Women in the conservative religious kingdom are being allowed both to run for office and to vote, although critics have said restrictions on both activities have made it hard on would-be women candidates and voters.
Among other things, women have complained of difficulties proving identity and residency and a limited number of registration centers, according to Human Rights Watch
Female candidates also were barred from speaking to male voters and required to segregate campaign offices, the organization said.
In the end, 979 women candidates and 130,637 women voters registered to participate
in the election, according to Saudi election officials. A total of 5,938 men are running for the local offices, which mostly oversee planning and development issues.
Voters will fill half of the seats. The King selects the other half, according to the U.S. State Department.
A significant step forward
More than 1.3 million men have registered to vote, according to the Saudi government.
The move to allow women to vote has been described as a step forward for equality in the male-dominated kingdom.
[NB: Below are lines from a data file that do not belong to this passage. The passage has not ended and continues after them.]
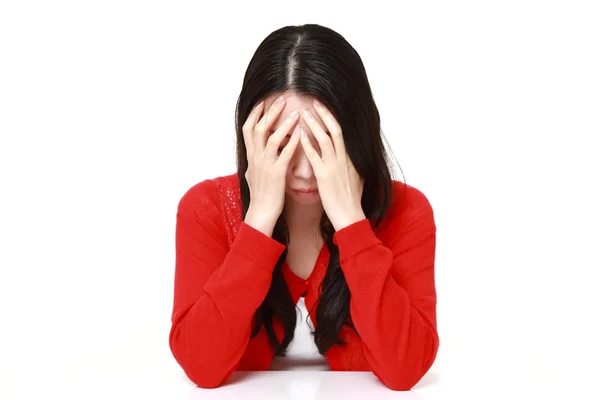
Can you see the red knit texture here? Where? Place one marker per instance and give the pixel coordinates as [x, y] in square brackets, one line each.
[224, 268]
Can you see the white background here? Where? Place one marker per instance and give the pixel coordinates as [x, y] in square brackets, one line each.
[110, 111]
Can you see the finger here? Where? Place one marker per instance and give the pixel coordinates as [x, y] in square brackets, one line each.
[249, 124]
[290, 148]
[332, 126]
[274, 141]
[263, 126]
[324, 140]
[311, 153]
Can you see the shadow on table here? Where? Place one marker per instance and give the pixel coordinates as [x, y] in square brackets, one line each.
[307, 385]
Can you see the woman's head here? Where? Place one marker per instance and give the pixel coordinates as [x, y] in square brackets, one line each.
[303, 63]
[307, 62]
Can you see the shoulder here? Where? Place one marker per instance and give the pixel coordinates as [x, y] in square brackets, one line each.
[205, 197]
[408, 205]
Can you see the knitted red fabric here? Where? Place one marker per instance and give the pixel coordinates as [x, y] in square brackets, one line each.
[223, 272]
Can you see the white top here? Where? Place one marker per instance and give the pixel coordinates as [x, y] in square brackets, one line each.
[302, 353]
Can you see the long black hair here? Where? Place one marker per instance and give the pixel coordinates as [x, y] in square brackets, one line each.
[316, 61]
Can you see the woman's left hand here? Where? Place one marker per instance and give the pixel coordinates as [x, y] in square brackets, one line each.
[340, 186]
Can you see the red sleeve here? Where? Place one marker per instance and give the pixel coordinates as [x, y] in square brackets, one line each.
[217, 289]
[393, 295]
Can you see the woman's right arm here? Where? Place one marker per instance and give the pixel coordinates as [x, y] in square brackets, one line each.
[217, 289]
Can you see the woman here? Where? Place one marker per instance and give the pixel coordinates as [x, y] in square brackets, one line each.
[311, 221]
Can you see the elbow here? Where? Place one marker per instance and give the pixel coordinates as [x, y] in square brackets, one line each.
[205, 379]
[200, 370]
[202, 374]
[408, 377]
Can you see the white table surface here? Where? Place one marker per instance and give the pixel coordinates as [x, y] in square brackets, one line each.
[303, 385]
[122, 381]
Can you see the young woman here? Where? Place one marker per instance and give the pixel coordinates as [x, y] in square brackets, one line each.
[311, 256]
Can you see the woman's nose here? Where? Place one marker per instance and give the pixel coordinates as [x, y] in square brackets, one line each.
[301, 167]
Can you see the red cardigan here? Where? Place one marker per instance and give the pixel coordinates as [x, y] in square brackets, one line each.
[224, 268]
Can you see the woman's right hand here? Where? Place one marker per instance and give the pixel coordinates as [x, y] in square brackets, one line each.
[267, 169]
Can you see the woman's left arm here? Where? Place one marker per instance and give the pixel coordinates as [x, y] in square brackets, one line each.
[393, 295]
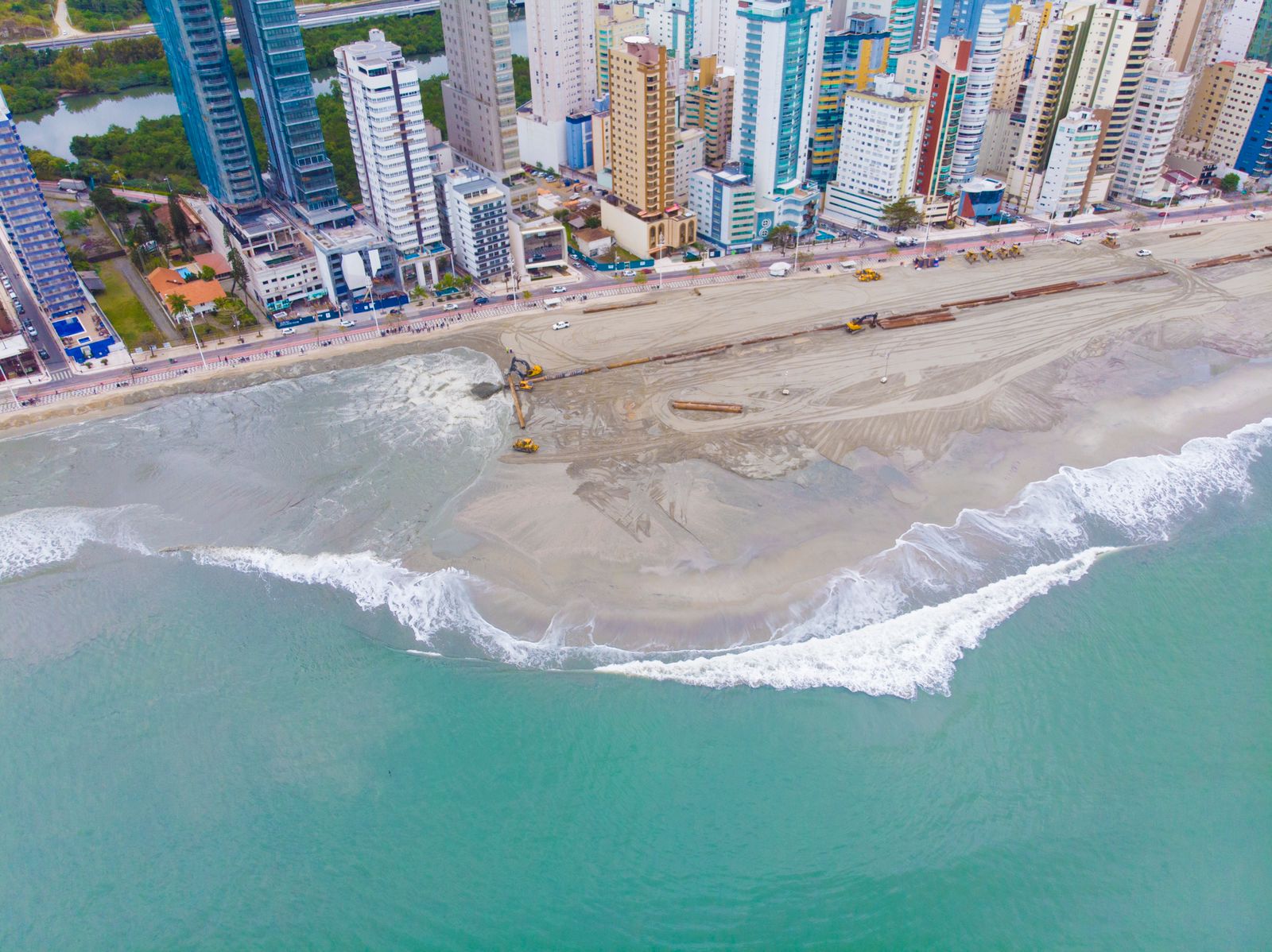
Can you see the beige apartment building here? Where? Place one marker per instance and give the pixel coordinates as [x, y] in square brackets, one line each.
[642, 210]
"Saudi women have faced significant obstacles in their fight for their right to vote and run in the municipal council elections, but their participation on December 12 will send a strong signal to Saudi society that women are continuing the long march toward greater participation in public life," Sarah Leah Whitson, Middle East director for Human Rights Watch, said in a statement Monday.
But how much of an impact it will have is very much up in the air.
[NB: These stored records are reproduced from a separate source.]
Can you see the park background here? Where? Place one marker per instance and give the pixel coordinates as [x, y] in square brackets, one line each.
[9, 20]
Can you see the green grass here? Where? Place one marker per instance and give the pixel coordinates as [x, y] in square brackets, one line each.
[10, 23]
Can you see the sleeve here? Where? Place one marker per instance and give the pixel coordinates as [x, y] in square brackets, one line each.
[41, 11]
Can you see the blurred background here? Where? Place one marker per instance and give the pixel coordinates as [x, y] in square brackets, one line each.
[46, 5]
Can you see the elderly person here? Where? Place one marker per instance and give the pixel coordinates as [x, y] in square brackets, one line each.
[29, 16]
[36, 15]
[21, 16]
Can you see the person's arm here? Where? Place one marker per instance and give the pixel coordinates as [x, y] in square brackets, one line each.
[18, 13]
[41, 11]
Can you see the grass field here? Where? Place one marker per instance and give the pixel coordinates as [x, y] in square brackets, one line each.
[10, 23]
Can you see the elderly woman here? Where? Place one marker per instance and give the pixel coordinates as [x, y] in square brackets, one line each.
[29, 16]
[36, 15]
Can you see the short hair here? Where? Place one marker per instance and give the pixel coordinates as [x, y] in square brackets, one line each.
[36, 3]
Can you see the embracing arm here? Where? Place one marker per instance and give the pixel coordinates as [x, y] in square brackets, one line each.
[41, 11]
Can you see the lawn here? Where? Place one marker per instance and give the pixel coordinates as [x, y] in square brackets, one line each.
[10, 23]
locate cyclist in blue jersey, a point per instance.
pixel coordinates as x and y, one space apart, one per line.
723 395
Fatin Bundagji, a spokeswoman for the women's suffrage movement in Saudia Arabia, told Foreign Policy
that much will depend on how women do in Saturday's voting.
"My fear is that at this stage we have momentum, but once things settle, and if women are not elected, life goes back to normal," she said. "The impact all depends on how the elections go."
Women's roles changing
Saudi Arabia's strict interpretation of Sunni Islam has given rise to an informal system of male guardianship over women that requires women be accompanied by a male guardian to travel or go to school.
They are required to cover their heads, and may not drive
Still, the role of women in the kingdom has slowly been evolving.
Saudi officials first proposed allowing women to vote in 2005, according to Human Rights Watch. The late King Abdullah, who died in January, issued a decree in 2011 ordering that women be allowed to vote in municipal elections and stand as candidates.
Two years later, he ordered that at least 20% of seats in the Consultative Council be set aside for women. The council advises the king and can propose laws. He appointed 30 women to the council a month later, according to the U.S. State Department.
The number of women in the Saudi workforce also has been increasing, from 23,000 in 2004 to more than 400,000 in 2015, according to the government.